Fake threats to flights
How severe a penalty should a culprit receive for making a fake bomb threat?
This has become an urgent question after two separate incidents last week disrupted 16 domestic flights.
Two suspects have been apprehended and will stand trial. But even if they are found guilty, they will probably receive a prison sentence of less than five years, just as their predecessors did, even though the maximum prison sentence for such a crime is 15 years.
The light punishments handed down to the perpetrators of such thoughtless threats do not match the losses incurred by the airlines, airports and passengers, not to mention the psychological damage they have inflicted on those onboard the aircraft concerned.

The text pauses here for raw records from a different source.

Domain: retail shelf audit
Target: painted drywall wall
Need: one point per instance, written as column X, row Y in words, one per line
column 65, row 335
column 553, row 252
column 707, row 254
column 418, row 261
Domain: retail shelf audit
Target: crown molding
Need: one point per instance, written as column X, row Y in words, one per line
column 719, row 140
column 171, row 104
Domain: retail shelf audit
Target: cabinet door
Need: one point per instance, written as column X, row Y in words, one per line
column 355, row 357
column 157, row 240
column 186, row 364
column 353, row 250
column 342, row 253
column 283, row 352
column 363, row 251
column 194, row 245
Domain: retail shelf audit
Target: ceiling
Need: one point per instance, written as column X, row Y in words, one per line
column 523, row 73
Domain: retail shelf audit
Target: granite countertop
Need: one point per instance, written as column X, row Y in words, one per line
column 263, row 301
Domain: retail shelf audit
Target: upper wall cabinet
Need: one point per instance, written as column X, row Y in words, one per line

Airlines and airports cannot afford to dismiss a threat as fake and they must treat each threat as real. They have to let flights that have been threatened land as quickly as possible and delay the take off of those still on the ground, then the police have to conduct thorough security checks of planes and passengers. The economic losses for an airline can be millions of yuan.
In recent years, some people have made such threats to delay the arrival of a creditor or even just for fun, without giving any thought to the serious consequences their threats will have. At least 10 false bomb threats were reported in China last year.
Although the motivations of such offenders are not as malicious as those of terrorists, the disruption such a threat causes to social order, the psychological damage passengers and crew on the flights suffer and the economic losses incurred may be as severe as a real terrorist threat.
That such bomb hoaxes repeatedly occur is arousing complaints that law enforcement and the Criminal Code are too lenient on the perpetrators and they are failing to act as effective deterrents.
Too light a penalty for such an offence will only reinforce the belief that making fake threats is not a serious crime.
It is high time the law is revised and made as detailed as possible to make sure that such horrible crimes are adequately punished to deter others from such reckless acts of folly.